In an op-ed published in mid-April 2011, in the International Herald Tribune, Le Figaro, and the Times of London, President Obama, President Sarkozy, and Prime Minister Cameron confirmed the project. Years later, Mr. Obama admitted that the Libya intervention with no preparation for the “day after” was wrong. Today, Libya remains a war-torn country.
The West’s next target was Syria. Was the regime change project in Syria designed to bring democracy and prosperity to Syria? No. It was designed to knock Syria, like Iraq, off the regional equilibrium. Because the way to help people under autocratic rule achieve democracy is not military intervention but engagement.
After two decades of war, destruction, and thousands of civilian casualties, the US turned over Afghanistan to the Taliban, thus sending it back to the Middle Ages. This was Washington’s unilateral decision marking another Middle East failure.
Finally, today, the West is at an impasse in charting a path toward lasting peace between Israel and the Palestinians. Had the Middle East history of the past twenty-five been written differently, Western public statements about the concern for the loss of life in Gaza, and the need for humanitarian aid could have resonated in the Global South.
To sum up, the West has not written a single success story in the Middle East in the past seven decades.
Türkiye’s roller-coaster foreign policy of the last fifteen years, characterized by U-turns, fares no better. The beginning of the downturn was the Syrian uprising when Türkiye’s AKP government could not resist the temptation of bringing the Muslim Brotherhood to power in Damascus. The project proved a strategic blunder.
After Bashar al-Assad succeeded his father, Ankara enjoyed good relations with Damascus, very cordial relations at the highest level. Türkiye no longer faced a terrorist threat from Syria. In 2009, the communique issued at the end of the Damascus meeting of the “Turkish-Syrian High-Level Strategic Cooperation Council” referred to a “strategic partnership”. It mentioned common threats and challenges confronting the two countries.
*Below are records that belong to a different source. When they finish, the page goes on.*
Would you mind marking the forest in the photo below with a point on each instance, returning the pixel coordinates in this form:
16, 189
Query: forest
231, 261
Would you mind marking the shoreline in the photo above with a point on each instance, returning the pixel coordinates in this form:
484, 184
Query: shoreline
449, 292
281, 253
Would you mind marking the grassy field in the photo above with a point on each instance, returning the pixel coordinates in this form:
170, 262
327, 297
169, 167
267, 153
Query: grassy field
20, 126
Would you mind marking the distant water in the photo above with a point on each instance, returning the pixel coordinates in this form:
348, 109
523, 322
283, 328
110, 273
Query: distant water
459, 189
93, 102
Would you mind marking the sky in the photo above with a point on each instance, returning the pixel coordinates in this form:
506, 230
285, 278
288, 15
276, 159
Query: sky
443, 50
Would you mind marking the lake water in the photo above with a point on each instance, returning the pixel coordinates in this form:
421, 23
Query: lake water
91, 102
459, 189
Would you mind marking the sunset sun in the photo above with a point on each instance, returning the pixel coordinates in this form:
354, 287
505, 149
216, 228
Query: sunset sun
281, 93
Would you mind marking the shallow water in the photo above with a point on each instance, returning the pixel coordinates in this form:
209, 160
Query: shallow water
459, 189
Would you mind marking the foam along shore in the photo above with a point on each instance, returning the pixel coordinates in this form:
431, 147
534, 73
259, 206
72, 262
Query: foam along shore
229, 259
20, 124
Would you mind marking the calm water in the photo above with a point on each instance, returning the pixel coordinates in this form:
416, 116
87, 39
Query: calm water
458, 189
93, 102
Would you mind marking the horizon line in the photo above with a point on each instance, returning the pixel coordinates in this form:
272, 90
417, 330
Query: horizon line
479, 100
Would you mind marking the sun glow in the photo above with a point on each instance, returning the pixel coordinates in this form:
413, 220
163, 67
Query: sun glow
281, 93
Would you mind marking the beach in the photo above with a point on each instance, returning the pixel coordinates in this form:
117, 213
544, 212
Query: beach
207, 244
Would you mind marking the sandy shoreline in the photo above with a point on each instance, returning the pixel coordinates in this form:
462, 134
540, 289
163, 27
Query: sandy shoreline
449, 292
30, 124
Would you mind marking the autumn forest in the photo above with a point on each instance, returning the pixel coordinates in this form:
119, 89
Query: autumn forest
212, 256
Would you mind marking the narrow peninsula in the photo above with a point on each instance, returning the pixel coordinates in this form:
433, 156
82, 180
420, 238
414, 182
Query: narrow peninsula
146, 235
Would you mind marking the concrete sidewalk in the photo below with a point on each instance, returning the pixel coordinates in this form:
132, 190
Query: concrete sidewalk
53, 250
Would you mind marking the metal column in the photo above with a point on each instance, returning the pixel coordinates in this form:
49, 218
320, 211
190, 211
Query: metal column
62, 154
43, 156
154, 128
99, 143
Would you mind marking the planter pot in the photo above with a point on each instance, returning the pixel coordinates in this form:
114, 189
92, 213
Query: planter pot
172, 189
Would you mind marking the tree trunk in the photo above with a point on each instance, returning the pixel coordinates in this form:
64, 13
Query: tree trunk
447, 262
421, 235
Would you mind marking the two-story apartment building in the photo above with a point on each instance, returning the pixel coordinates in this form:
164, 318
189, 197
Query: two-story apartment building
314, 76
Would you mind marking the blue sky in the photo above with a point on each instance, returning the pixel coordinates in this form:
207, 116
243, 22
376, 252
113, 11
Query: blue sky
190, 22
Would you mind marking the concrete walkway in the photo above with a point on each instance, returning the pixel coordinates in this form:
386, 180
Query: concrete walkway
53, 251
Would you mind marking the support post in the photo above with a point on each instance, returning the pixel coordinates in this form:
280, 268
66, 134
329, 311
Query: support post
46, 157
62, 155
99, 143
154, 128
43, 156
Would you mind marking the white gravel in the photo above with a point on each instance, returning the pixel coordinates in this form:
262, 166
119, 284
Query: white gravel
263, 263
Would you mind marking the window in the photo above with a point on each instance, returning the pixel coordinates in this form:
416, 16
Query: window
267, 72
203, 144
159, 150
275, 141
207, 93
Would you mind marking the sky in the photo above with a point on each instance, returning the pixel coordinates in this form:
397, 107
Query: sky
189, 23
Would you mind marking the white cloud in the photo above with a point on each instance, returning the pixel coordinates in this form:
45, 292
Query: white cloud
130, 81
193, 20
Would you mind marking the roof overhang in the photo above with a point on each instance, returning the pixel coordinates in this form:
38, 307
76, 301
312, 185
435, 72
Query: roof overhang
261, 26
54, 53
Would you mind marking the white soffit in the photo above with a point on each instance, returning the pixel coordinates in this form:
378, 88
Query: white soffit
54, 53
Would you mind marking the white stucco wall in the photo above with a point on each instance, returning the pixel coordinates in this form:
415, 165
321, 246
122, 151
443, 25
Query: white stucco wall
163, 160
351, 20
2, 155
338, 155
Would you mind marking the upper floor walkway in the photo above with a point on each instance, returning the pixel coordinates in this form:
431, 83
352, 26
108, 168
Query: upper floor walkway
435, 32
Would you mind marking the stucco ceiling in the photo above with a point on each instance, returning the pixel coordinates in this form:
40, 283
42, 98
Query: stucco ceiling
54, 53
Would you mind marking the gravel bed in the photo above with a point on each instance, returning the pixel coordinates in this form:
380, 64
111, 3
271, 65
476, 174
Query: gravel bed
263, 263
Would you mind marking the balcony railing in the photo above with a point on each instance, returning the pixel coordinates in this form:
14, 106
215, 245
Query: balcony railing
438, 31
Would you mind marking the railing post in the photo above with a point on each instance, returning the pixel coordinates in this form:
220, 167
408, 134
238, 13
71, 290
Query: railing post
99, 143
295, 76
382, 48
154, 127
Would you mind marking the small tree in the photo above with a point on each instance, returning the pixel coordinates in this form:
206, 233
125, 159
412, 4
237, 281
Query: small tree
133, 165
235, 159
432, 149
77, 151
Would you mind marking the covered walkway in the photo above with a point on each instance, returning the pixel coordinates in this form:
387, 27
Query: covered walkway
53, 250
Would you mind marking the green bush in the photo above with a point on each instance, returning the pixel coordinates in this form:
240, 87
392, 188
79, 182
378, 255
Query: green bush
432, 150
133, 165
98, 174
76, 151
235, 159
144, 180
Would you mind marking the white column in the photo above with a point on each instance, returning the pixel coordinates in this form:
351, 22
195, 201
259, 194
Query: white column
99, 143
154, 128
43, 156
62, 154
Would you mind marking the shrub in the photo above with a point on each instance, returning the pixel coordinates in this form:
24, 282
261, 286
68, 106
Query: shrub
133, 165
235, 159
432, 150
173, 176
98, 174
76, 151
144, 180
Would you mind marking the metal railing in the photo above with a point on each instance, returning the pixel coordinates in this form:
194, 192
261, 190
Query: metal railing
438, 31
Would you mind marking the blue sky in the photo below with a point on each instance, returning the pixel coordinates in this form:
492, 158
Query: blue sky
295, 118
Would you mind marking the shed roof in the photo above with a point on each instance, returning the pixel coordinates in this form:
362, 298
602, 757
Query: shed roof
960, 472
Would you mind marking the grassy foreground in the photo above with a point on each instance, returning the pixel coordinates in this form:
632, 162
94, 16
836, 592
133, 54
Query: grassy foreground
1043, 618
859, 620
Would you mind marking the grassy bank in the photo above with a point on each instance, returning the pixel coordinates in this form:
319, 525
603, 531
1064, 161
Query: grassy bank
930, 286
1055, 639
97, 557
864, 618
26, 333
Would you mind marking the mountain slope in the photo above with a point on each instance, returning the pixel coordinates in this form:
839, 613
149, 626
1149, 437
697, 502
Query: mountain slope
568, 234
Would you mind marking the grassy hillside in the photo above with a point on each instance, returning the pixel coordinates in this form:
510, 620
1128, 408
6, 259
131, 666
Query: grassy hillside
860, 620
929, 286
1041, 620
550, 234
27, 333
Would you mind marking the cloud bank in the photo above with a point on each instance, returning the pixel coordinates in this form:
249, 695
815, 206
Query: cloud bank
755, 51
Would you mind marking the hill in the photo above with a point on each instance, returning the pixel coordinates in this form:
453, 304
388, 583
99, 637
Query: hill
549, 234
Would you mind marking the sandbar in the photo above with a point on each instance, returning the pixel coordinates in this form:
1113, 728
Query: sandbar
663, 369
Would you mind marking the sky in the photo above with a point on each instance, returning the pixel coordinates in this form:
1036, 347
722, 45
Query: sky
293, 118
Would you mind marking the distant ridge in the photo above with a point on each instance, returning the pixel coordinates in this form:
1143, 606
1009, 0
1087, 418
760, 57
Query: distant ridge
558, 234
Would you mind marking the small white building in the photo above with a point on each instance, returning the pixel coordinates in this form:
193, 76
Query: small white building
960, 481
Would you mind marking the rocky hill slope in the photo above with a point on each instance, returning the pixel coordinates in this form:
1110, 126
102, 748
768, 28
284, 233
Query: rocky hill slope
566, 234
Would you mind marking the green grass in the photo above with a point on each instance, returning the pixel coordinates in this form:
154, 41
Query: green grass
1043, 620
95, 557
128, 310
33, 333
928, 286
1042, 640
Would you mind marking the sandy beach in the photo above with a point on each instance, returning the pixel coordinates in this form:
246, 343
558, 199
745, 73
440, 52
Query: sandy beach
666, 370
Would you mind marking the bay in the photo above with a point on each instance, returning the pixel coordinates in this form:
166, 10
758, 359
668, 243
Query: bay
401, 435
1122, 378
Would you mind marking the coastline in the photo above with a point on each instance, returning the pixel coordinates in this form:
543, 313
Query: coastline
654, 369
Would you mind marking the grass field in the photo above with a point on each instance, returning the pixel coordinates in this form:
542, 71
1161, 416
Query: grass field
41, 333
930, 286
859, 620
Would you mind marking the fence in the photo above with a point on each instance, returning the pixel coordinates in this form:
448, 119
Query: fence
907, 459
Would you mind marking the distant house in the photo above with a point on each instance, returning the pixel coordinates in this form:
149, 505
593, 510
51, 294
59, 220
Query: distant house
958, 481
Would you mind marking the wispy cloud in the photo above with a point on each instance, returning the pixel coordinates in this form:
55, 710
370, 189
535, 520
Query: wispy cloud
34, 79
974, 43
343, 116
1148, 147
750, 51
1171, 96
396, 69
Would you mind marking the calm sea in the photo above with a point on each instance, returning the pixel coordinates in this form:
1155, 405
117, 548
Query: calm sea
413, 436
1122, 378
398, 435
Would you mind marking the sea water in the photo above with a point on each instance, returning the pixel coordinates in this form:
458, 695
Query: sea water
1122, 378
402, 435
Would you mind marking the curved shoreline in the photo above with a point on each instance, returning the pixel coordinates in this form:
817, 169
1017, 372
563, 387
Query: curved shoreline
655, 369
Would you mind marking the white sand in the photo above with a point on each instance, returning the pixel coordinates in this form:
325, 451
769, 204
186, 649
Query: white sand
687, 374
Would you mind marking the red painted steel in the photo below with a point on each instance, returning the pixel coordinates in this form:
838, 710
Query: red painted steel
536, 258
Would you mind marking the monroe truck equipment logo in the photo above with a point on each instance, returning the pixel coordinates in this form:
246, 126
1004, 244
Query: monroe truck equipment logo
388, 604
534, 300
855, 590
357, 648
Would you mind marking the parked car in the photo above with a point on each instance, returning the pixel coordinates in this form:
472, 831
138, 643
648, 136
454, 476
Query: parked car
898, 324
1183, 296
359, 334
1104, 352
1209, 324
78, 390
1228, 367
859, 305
Türkiye also enjoyed good relations with Russia and regional countries. Our democratic decline had started to change the chemistry of our relations with traditional allies but diverging security interests had not become a problem characterized by outright hostility. We did not have tens of thousands of jihadist fighters right across the border in Idlib. We did not have millions of Syrian refugees in Türkiye.
On May 7, 2023, following an extraordinary meeting in Cairo, the Arab League re-admitted Syria to its ranks after an 11-year absence. Washington could not object but was not pleased. This, however, was the recognition of the Syrian reality. President Assad is neither a democrat nor the Taliban and he is there to stay. Moreover, Egypt, Jordan, Saudi Arabia, and the Gulf countries are no friends of the Muslim Brotherhood.
The West has so far remained “united in standing up to Russia’s unprovoked invasion of Ukraine” as its diplomatic discourse goes. It is providing arms to Kyiv, imposing sanctions against Russia, doing its maximum to alleviate the suffering of the people of Ukraine, and generously receiving Ukrainian refugees. All of that is commendable but now the emerging question seems to be “For how long?” Hopefully, President Putin would not misread the current picture as an opportunity to press ahead with the invasion as this would mark the beginning of a wider European conflict.
During the past decade, the Syrian people have suffered devastation and casualties like the people of Ukraine. Since the West dreads Syrian refugees heading toward its borders, it should take a step to bring peace to the country. It should engage Damascus and Russia to end the thirteen-year-long conflict. The war in Ukraine should not be an obstacle to such engagement. Ankara should restore its relations with Damascus since the two countries are to remain neighbors forever, sharing a 910-kilometer border. All this would take is just another U-turn.